O coma mixedematoso é uma emergência endócrina rara e potencialmente fatal, representando a forma mais grave de hipotireoidismo descompensado. Afeta predominantemente mulheres idosas com hipotireoidismo de longa data e sem tratamento adequado, sendo crucial para residentes reconhecerem seus sinais para intervenção precoce e eficaz. A taxa de mortalidade pode ser alta se não for prontamente diagnosticado e tratado. A fisiopatologia envolve a deficiência extrema de hormônios tireoidianos, levando a uma desaceleração generalizada do metabolismo. O diagnóstico é clínico, baseado na tríade de hipotermia, rebaixamento do nível de consciência e hipotireoidismo grave (TSH muito elevado e T4 livre muito baixo), frequentemente precipitado por estressores como infecções, frio ou medicamentos. Exames laboratoriais podem revelar hiponatremia, hipoglicemia e hipercapnia. O tratamento é de suporte e específico. O suporte inclui ventilação mecânica, aquecimento, correção de distúrbios hidroeletrolíticos e hemodinâmicos. A terapia específica consiste na administração intravenosa de levotiroxina para repor os hormônios tireoidianos e hidrocortisona, devido à possibilidade de insuficiência adrenal concomitante, que pode ser mascarada ou precipitada pela doença tireoidiana.

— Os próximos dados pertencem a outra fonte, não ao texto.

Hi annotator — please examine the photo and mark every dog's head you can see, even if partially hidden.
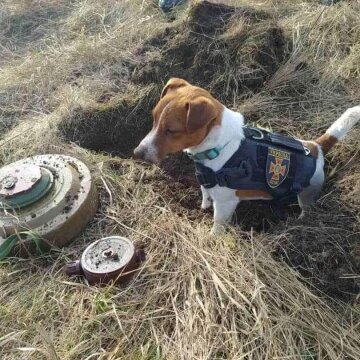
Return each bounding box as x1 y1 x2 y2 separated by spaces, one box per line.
134 78 223 163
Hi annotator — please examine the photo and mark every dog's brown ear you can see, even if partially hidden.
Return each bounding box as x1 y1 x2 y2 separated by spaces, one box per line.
186 96 218 133
160 78 190 99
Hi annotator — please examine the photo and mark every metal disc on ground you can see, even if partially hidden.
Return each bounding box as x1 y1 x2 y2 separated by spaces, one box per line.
65 236 145 285
0 154 98 250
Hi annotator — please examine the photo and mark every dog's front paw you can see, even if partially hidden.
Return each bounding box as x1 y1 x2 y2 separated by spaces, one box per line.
210 224 226 236
201 198 211 210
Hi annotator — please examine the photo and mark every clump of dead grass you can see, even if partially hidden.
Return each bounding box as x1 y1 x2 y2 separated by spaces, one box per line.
0 0 360 360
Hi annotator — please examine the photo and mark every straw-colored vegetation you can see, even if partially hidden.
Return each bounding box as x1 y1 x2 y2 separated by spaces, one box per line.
0 0 360 360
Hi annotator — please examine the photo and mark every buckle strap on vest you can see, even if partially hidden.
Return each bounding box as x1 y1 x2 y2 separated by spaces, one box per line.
196 160 252 188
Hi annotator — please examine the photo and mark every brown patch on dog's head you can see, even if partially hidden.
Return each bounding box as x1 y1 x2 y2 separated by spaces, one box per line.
134 78 223 162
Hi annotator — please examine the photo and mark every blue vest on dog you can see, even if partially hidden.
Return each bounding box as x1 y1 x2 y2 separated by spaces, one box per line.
191 127 316 198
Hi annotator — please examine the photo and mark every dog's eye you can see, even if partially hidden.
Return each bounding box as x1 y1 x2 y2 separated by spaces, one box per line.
165 129 177 135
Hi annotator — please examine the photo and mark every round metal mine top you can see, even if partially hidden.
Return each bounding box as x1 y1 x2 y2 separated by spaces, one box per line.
81 236 135 274
0 164 41 198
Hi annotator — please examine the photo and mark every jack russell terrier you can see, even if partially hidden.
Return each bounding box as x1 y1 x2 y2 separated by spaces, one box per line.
134 78 360 233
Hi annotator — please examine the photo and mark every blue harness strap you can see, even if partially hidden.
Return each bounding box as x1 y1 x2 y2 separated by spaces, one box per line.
195 127 316 198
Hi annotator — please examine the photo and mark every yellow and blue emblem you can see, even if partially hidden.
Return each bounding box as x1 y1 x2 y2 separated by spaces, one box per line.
266 147 290 189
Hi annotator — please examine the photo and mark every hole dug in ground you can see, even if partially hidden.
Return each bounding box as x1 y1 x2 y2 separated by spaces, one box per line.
59 1 360 301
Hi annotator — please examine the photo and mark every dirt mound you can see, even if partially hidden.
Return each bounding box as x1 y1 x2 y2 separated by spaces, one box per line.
58 86 157 157
133 1 285 100
59 1 285 156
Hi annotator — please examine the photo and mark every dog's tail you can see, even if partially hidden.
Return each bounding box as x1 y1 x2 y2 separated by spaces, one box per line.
315 105 360 154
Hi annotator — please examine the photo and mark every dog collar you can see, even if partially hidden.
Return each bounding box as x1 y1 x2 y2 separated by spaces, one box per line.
186 141 230 161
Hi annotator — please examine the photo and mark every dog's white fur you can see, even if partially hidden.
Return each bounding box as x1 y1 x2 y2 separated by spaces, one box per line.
184 106 360 233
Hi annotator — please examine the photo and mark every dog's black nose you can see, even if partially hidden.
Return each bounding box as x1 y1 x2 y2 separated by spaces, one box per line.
134 146 145 160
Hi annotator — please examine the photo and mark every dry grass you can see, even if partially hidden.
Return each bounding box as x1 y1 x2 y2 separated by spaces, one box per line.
0 0 360 360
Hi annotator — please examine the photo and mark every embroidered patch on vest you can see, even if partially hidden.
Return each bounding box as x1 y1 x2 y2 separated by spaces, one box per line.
266 147 290 189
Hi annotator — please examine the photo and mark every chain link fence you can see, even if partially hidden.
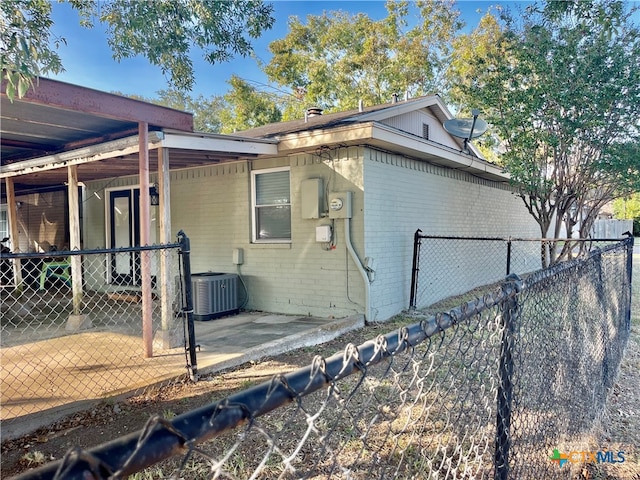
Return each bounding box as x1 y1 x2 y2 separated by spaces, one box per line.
409 230 620 308
12 239 633 480
0 234 194 427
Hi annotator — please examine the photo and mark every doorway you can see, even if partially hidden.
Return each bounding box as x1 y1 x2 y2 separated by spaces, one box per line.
108 188 157 285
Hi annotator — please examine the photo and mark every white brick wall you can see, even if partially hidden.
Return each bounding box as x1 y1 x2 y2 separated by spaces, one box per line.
364 150 539 320
85 147 537 320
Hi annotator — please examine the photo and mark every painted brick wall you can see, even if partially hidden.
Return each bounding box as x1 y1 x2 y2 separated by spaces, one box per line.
364 149 539 320
85 143 537 320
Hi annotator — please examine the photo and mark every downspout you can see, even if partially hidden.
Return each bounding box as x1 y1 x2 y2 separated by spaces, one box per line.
344 218 371 321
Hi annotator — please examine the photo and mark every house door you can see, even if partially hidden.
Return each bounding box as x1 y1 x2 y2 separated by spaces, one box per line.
109 189 140 285
109 188 157 285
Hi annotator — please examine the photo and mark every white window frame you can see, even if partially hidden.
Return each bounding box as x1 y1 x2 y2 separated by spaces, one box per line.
251 167 292 243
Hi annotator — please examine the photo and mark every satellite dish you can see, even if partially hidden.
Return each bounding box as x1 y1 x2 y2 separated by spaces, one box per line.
442 109 488 151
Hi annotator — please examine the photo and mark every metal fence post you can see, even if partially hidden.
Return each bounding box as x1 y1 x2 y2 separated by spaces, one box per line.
623 232 634 333
178 230 198 381
409 229 422 309
494 275 522 480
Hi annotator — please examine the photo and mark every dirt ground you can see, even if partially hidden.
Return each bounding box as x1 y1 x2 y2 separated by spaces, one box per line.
0 269 640 480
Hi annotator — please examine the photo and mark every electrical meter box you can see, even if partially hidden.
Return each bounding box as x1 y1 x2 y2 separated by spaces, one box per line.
329 192 353 218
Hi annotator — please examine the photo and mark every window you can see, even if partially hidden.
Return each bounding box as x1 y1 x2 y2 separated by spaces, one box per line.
251 167 291 243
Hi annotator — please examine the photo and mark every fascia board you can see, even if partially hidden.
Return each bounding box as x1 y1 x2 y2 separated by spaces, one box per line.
0 132 164 178
278 122 509 182
162 133 278 155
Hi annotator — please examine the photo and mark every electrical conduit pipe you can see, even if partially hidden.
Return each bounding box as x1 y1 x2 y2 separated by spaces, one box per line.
344 218 371 321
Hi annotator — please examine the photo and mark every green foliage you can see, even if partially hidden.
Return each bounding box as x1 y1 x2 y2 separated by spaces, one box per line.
129 88 226 133
613 192 640 237
0 0 64 100
449 0 640 262
0 0 275 99
264 0 462 111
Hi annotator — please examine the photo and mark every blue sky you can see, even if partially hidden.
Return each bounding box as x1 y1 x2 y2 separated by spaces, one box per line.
52 0 530 97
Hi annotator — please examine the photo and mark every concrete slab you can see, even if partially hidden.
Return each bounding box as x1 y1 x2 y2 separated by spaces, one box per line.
0 312 364 440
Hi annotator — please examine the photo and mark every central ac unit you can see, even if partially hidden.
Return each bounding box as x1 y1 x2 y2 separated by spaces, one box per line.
191 272 240 320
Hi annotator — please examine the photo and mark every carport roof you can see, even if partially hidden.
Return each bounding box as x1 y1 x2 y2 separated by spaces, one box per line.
0 78 193 165
0 78 277 196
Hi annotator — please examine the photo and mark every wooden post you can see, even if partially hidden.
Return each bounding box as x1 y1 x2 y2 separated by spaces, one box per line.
5 177 23 286
67 165 83 315
158 148 175 348
138 122 153 358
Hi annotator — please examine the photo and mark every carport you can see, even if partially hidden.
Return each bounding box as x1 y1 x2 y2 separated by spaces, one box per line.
0 78 277 357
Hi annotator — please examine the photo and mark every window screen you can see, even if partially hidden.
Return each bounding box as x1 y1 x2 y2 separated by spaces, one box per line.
254 170 291 241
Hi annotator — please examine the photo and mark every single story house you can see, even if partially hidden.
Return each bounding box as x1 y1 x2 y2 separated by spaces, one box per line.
0 79 538 334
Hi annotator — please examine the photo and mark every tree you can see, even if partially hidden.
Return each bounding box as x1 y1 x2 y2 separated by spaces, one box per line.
219 75 282 133
264 0 462 113
449 0 640 265
613 192 640 237
127 89 227 133
0 0 275 98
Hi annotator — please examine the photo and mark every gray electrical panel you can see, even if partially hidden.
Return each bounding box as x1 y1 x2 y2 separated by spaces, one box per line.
329 192 353 218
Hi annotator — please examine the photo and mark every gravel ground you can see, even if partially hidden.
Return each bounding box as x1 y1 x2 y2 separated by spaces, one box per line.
5 255 640 480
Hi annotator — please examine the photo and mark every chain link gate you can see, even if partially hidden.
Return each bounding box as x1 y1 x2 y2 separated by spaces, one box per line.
0 232 197 427
11 239 633 480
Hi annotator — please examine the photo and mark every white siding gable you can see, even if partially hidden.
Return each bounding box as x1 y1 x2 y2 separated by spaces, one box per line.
380 109 460 149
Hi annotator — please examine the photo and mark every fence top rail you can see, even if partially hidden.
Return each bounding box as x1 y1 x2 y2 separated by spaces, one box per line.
0 243 182 260
523 237 633 289
417 234 628 242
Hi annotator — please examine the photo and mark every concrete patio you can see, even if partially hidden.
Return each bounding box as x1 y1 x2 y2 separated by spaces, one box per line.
0 312 364 440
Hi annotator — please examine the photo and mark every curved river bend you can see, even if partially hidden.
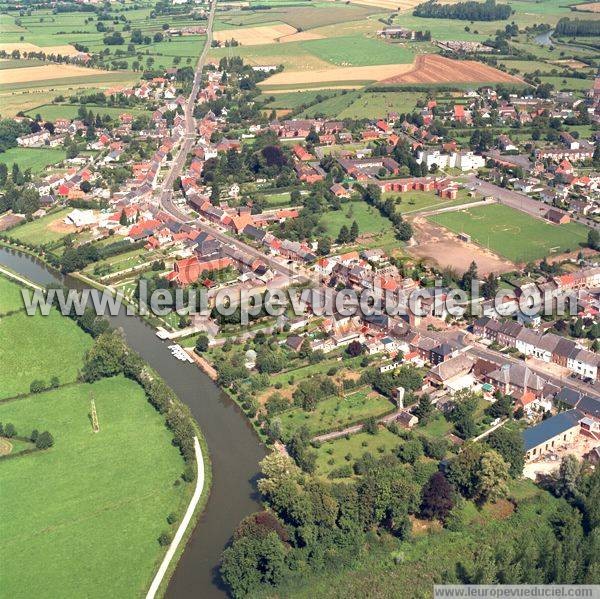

O coma mixedematoso manifesta-se com rebaixamento do nível de consciência, hipotermia, bradicardia, hipotensão, hipoventilação, edema facial e de membros, pele seca e letargia extrema. A hiponatremia e hipoglicemia são achados laboratoriais comuns.
A conduta inicial inclui suporte ventilatório e hemodinâmico, aquecimento passivo, correção de hipoglicemia e hiponatremia. A terapia específica é a reposição hormonal com levotiroxina intravenosa e hidrocortisona para cobrir uma possível insuficiência adrenal associada.
Fatores precipitantes comuns incluem infecções (como o resfriado no caso), exposição ao frio, trauma, cirurgia, AVC, IAM, uso de sedativos ou narcóticos, e a interrupção abrupta da terapia com hormônio tireoidiano.